Был у нас такой механизатор, Витек Еремеев. Самым ярким событием в его жизни была армейская служба в артиллерии. Витек любил шутки, поэтому проезжающие по дороге грузовики он представлял как цель. Он подробно описывал мужикам, как он наводит орудие, как происходит выстрел и чем накрывается грузовик. И вот Витек неожиданно посерьезнел.
– Я, – говорит, – мужики, такого никогда не видел. Он, сука, как щит на полигоне. Поднимается из лежачего положения – во весь рост, как будто он из фанеры. Я ночью от Ануфриевых шел, смотрю он, сука, поднимается как мишень. Лежит на спине и как лежал, так ровненьким солдатиком поднимается и на ноги становится. Потом падает, как столб, во весь рост, на спину, и опять как мишень – раз, и стоит. Смотрю я на это дело, и так мне херово стало.
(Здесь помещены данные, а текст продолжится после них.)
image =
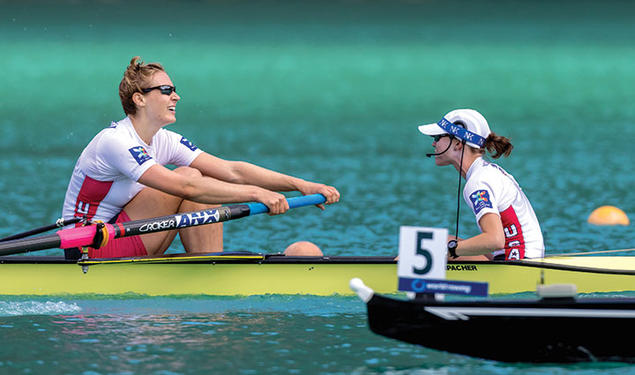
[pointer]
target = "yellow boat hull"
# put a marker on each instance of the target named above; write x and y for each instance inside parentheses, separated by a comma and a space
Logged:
(257, 275)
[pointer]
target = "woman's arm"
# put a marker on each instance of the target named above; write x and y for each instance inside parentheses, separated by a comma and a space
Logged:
(205, 189)
(492, 237)
(238, 172)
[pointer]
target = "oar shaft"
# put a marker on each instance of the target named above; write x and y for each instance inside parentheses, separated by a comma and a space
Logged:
(85, 236)
(29, 244)
(58, 224)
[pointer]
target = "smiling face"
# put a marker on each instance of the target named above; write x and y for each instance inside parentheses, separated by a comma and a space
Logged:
(441, 146)
(157, 107)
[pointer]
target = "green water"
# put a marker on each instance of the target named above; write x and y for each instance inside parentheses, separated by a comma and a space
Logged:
(329, 91)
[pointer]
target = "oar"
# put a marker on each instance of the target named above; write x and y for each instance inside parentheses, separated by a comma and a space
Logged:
(97, 235)
(59, 223)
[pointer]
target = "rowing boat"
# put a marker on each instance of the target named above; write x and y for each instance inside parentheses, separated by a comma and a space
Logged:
(241, 274)
(560, 328)
(255, 274)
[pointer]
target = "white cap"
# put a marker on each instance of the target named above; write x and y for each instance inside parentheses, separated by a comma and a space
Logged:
(474, 122)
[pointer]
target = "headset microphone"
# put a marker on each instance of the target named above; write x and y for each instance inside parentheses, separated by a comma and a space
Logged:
(440, 153)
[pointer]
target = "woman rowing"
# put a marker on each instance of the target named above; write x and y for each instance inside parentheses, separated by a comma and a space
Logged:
(510, 229)
(121, 174)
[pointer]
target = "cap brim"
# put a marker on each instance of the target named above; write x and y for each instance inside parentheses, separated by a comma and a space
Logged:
(432, 129)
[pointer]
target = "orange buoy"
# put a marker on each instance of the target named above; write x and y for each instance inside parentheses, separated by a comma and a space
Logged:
(303, 248)
(608, 215)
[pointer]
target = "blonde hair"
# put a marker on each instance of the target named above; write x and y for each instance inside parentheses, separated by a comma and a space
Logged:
(498, 145)
(137, 75)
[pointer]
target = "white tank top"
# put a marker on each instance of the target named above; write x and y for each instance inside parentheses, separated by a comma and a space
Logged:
(105, 176)
(490, 189)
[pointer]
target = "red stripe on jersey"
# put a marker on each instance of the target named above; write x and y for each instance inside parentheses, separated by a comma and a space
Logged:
(90, 196)
(514, 239)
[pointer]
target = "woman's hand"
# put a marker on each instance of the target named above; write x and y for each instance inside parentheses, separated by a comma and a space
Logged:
(330, 193)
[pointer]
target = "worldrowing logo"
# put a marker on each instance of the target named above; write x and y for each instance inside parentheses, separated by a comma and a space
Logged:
(480, 200)
(187, 143)
(140, 154)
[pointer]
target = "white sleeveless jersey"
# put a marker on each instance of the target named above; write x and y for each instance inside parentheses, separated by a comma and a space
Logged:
(490, 189)
(105, 176)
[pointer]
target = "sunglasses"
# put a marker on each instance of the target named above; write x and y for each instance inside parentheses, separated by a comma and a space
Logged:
(165, 89)
(438, 137)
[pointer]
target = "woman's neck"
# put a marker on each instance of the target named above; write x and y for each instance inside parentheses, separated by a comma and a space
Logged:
(468, 159)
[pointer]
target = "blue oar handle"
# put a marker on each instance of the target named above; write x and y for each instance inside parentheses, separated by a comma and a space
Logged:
(305, 200)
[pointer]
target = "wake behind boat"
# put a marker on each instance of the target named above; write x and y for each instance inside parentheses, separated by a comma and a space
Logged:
(561, 329)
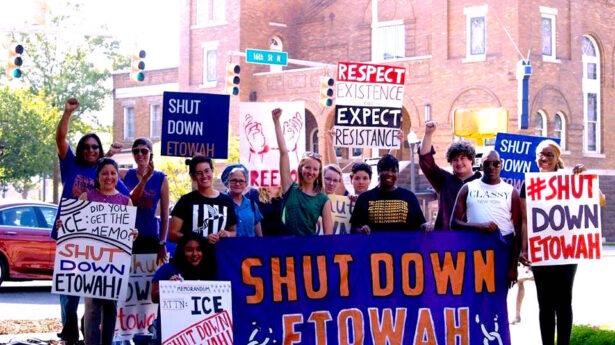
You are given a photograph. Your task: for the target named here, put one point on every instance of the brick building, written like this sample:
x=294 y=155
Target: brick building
x=458 y=54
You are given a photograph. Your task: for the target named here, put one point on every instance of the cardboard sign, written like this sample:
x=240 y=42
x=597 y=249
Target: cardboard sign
x=195 y=123
x=518 y=155
x=196 y=312
x=341 y=207
x=135 y=310
x=93 y=250
x=368 y=105
x=563 y=218
x=385 y=288
x=258 y=145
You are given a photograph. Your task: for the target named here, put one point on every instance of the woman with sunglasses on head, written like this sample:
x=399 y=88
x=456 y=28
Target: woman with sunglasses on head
x=78 y=173
x=204 y=211
x=148 y=187
x=303 y=202
x=100 y=314
x=553 y=283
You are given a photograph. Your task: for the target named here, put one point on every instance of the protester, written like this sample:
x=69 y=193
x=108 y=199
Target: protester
x=148 y=187
x=270 y=205
x=100 y=314
x=333 y=179
x=553 y=282
x=524 y=274
x=303 y=203
x=248 y=215
x=461 y=157
x=387 y=207
x=190 y=262
x=78 y=173
x=205 y=210
x=360 y=177
x=490 y=204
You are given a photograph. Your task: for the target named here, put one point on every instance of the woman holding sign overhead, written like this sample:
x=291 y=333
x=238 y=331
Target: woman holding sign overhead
x=305 y=202
x=553 y=283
Страшно, тоскливо и херово. Пошел я домой спать, и приснилась мне такая херня, что я вообще спать потом не мог. Снится мне, мужики, что иду я ночью по нужде. И на кухню зашел, воды попить. Смотрю, а там на полу таракан. Большой такой, размером с хорошую мышь. Я думаю, ага… развелись, надо его чем-нибудь прибить. А я босиком иду, босой ногой неприятно же давить. А тут метла стоит. Он побежал, да так быстро. Я его метлой сверху со всей силы. В лепешку. Собрал я его этой же метлой на совок и иду выкидывать на улицу. И вроде ничего такого, а противно мне, и кошки на душе скребутся.
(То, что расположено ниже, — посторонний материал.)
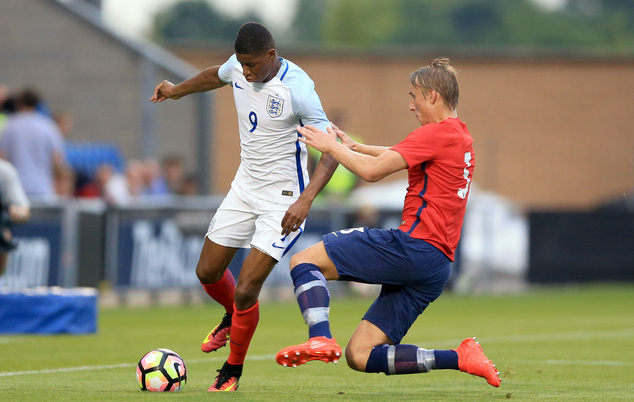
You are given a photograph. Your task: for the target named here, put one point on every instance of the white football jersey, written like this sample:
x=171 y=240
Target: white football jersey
x=273 y=161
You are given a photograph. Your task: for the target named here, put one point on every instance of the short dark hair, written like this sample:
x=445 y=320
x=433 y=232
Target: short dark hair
x=253 y=38
x=28 y=98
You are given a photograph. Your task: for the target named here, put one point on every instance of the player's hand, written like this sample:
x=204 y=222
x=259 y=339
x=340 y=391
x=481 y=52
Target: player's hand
x=316 y=138
x=164 y=90
x=345 y=138
x=295 y=216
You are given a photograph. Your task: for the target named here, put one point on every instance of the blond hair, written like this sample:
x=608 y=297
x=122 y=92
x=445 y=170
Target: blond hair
x=439 y=76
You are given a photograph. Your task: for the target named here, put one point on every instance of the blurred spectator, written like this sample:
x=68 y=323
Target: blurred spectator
x=190 y=185
x=33 y=144
x=65 y=182
x=14 y=209
x=134 y=177
x=113 y=185
x=4 y=113
x=174 y=172
x=65 y=122
x=153 y=180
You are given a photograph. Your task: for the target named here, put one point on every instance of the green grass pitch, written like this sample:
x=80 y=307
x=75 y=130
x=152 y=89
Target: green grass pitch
x=561 y=343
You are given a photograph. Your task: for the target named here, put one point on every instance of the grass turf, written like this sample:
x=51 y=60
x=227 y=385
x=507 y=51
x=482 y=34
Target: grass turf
x=563 y=343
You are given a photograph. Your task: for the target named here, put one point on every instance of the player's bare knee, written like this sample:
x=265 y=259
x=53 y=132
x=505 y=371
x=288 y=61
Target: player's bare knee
x=296 y=259
x=208 y=275
x=356 y=360
x=246 y=295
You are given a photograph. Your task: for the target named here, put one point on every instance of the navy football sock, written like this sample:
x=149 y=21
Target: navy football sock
x=313 y=298
x=409 y=359
x=446 y=359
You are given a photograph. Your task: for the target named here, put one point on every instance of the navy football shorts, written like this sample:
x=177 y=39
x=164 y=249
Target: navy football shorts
x=413 y=273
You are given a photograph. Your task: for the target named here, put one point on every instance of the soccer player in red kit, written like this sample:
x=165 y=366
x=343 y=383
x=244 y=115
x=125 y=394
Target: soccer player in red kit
x=411 y=262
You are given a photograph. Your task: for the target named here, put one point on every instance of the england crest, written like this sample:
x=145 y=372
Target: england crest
x=274 y=106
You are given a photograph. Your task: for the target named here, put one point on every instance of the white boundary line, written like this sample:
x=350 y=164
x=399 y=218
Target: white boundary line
x=119 y=365
x=562 y=336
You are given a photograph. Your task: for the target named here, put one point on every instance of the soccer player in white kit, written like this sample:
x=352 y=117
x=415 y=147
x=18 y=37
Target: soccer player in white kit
x=270 y=195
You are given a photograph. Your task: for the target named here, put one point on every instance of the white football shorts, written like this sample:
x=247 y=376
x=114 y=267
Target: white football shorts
x=245 y=222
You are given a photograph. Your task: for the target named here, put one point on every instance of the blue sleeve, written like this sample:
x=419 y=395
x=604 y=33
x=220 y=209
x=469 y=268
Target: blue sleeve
x=305 y=101
x=224 y=73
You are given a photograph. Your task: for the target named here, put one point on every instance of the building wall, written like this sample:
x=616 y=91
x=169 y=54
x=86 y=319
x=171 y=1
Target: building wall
x=91 y=74
x=549 y=133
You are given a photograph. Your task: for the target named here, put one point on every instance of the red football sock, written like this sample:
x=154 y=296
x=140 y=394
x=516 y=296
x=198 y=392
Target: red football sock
x=223 y=291
x=243 y=326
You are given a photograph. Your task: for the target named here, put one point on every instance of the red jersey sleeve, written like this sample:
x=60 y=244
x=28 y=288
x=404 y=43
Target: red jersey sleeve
x=419 y=146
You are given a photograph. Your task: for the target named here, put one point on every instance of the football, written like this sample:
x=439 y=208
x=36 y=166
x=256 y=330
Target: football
x=161 y=370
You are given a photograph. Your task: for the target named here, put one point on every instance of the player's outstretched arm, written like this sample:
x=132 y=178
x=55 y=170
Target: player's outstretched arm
x=372 y=150
x=297 y=213
x=368 y=167
x=206 y=80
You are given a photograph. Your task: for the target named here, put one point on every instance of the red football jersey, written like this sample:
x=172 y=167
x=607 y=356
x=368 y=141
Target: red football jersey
x=441 y=161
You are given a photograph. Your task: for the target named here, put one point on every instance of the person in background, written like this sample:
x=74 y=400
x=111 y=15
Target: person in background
x=14 y=209
x=34 y=145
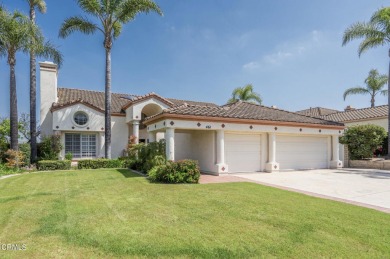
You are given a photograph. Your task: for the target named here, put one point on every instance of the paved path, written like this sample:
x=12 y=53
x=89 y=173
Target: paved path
x=364 y=187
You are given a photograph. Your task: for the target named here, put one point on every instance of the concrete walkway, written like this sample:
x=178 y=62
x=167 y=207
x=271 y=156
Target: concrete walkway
x=364 y=187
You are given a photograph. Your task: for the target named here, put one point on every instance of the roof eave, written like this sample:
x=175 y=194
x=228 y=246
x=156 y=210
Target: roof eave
x=241 y=121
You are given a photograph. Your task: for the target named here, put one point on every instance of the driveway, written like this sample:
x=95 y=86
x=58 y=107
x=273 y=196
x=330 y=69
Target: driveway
x=366 y=187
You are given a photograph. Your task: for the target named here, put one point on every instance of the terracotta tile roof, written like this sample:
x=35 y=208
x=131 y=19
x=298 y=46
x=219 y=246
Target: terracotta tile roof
x=68 y=96
x=317 y=112
x=95 y=99
x=358 y=114
x=244 y=110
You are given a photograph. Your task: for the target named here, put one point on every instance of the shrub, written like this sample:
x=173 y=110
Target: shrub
x=49 y=148
x=100 y=163
x=15 y=159
x=49 y=165
x=184 y=171
x=144 y=155
x=363 y=140
x=26 y=149
x=68 y=156
x=5 y=170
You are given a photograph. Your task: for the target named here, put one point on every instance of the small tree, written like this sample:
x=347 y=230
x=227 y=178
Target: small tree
x=363 y=140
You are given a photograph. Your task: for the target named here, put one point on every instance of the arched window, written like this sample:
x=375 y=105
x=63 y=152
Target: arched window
x=80 y=118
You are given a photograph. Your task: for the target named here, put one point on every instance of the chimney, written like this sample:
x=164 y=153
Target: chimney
x=48 y=89
x=349 y=108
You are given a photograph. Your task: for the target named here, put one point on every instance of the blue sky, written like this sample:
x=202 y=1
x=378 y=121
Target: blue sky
x=201 y=50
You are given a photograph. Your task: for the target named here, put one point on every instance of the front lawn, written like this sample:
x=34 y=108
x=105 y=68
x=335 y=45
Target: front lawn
x=110 y=213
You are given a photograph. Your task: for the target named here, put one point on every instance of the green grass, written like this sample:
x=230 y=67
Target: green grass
x=114 y=213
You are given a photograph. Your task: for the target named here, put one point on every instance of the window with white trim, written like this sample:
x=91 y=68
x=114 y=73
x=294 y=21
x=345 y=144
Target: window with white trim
x=80 y=145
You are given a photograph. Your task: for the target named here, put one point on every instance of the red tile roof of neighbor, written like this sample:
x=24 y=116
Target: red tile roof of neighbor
x=238 y=110
x=317 y=111
x=358 y=114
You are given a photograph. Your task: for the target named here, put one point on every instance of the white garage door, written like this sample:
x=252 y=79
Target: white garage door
x=302 y=152
x=242 y=152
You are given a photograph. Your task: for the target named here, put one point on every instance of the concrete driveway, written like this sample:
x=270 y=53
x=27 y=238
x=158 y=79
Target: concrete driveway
x=365 y=187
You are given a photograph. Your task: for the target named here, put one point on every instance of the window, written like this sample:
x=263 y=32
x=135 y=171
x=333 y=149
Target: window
x=81 y=145
x=80 y=118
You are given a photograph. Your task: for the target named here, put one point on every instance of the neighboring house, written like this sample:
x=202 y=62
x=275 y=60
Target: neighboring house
x=239 y=137
x=317 y=112
x=350 y=117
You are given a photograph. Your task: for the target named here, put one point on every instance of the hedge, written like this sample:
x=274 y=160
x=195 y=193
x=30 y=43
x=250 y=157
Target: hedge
x=184 y=171
x=100 y=163
x=46 y=165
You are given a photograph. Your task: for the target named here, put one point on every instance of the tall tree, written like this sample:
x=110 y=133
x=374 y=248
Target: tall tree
x=41 y=6
x=18 y=34
x=109 y=17
x=245 y=93
x=374 y=85
x=374 y=33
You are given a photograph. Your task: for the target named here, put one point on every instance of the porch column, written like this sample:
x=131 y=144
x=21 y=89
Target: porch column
x=221 y=166
x=272 y=165
x=152 y=137
x=170 y=144
x=136 y=131
x=335 y=163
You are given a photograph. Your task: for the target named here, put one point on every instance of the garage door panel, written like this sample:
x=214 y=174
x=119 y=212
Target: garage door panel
x=298 y=152
x=242 y=152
Мужики стали думать, от чего такой сон. И решили, что это виновата Ануфриха. Самогонку правильно надо очищать буряками, а не морковкой, как это делает Ануфриха. Поэтому, наверное, плохой сон приснился. Стали мужики успокаивать Витька, но Витек завелся и долго матерился…
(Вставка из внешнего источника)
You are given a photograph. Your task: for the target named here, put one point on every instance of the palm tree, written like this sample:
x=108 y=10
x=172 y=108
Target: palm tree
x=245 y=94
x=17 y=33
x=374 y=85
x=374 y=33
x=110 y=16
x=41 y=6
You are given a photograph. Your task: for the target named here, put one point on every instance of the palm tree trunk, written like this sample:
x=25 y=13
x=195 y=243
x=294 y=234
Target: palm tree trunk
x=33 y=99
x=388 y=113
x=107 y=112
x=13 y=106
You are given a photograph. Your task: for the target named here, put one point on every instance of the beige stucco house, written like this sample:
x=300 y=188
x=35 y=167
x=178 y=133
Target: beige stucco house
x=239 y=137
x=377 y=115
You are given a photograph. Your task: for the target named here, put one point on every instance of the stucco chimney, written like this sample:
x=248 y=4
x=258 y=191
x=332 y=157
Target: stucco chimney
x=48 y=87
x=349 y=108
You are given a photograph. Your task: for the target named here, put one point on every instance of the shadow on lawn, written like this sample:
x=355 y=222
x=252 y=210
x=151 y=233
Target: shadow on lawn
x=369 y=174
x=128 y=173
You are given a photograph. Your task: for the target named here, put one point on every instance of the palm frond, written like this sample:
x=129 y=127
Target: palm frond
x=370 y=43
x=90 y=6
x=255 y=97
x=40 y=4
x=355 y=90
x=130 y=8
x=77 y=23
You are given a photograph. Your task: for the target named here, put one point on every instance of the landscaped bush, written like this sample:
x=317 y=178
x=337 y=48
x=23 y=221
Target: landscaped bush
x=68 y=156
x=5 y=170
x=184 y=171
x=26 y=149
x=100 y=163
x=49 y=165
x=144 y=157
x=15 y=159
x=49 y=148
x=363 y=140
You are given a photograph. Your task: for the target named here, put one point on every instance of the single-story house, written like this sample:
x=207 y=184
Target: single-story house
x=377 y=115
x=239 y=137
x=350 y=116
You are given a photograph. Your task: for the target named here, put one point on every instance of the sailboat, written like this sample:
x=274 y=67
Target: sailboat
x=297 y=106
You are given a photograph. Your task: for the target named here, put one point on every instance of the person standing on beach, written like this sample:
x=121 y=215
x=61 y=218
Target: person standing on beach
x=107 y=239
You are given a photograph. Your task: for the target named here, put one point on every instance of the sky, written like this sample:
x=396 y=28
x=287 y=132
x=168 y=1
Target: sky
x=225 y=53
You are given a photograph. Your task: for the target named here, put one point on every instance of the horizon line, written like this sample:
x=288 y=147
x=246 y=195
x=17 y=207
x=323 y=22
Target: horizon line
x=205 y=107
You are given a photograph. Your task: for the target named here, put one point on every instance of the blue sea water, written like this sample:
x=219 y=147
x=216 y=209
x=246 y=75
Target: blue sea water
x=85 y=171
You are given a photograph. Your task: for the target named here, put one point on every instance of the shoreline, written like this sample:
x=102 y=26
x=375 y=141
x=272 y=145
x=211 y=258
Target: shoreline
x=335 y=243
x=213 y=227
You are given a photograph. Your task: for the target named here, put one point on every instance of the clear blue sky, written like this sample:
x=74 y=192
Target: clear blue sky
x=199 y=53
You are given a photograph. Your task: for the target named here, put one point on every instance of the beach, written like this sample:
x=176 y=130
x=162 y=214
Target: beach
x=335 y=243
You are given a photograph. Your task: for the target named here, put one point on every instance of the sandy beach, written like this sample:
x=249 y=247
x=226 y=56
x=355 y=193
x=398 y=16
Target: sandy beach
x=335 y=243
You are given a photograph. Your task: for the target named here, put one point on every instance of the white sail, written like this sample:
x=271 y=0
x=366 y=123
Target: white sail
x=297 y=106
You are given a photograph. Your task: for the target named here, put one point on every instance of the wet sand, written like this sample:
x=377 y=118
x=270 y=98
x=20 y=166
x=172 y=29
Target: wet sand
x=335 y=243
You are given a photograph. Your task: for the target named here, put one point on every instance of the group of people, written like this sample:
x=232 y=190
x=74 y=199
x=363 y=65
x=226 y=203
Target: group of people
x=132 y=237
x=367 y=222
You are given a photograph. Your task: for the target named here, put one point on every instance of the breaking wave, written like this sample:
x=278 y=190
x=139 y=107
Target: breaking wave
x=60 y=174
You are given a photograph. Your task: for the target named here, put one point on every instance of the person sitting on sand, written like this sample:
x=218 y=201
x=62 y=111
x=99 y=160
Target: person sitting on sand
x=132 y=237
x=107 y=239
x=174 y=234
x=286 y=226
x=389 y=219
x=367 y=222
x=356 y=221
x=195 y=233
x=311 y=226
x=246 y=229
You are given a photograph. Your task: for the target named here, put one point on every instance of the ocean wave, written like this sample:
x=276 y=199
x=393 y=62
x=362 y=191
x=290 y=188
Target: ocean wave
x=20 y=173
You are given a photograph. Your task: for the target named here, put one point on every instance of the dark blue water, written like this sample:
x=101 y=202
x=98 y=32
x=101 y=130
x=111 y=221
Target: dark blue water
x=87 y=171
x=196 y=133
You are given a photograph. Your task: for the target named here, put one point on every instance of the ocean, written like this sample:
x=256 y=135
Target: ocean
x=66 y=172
Да, Витек тогда долго матерился. И оказался, к сожалению, совершенно прав, потому что в это утро молодайку Петрову нашли мертвую в кровати, причем рядом лежал ее муж и ничего вообще не слышал. Он только не понял, почему она не встает, и, сходив по малой нужде, пришел ее поднимать, потому что было уже пора. И тут он увидел, что она не дышит и ранки у нее на шее большие и влажные, он тогда в панике побежал к фельдшеру. Фельдшер констатировал смерть. Будучи человеком партийным, фельдшер так, на всякий случай, в графе предполагаемая причина смерти написал «острая сердечная недостаточность». Но на этот раз население хутора было как-то подготовлено к тому, что это может быть что-то сверхъестественное типа вампира, поэтому мужики решили, что фельдшеру надо дать пизды, как-то все это пошло от него. Нинку Петрову все любили, ее смерть будила сильные эмоции, которые требовали выхода, а фельдшер оказался крайний.
Несколько деятельных и активных мужиков вошли на фельдшерское подворье и решительным шагом направились к беседке.
Фельдшер сидел в беседке и плакал. Причем плакал он как-то по-детски, повизгивая, и было это настолько непривычно, что решимость мужиков как ветром сдуло. Они стояли перед входом в беседку, смотрели на фельдшера и понимали, что он их даже не видит и плачет совершенно не из-за того, что они пришли. Они никогда раньше не видели, чтобы пожилой мужик, к тому же член партии, плакал от страха.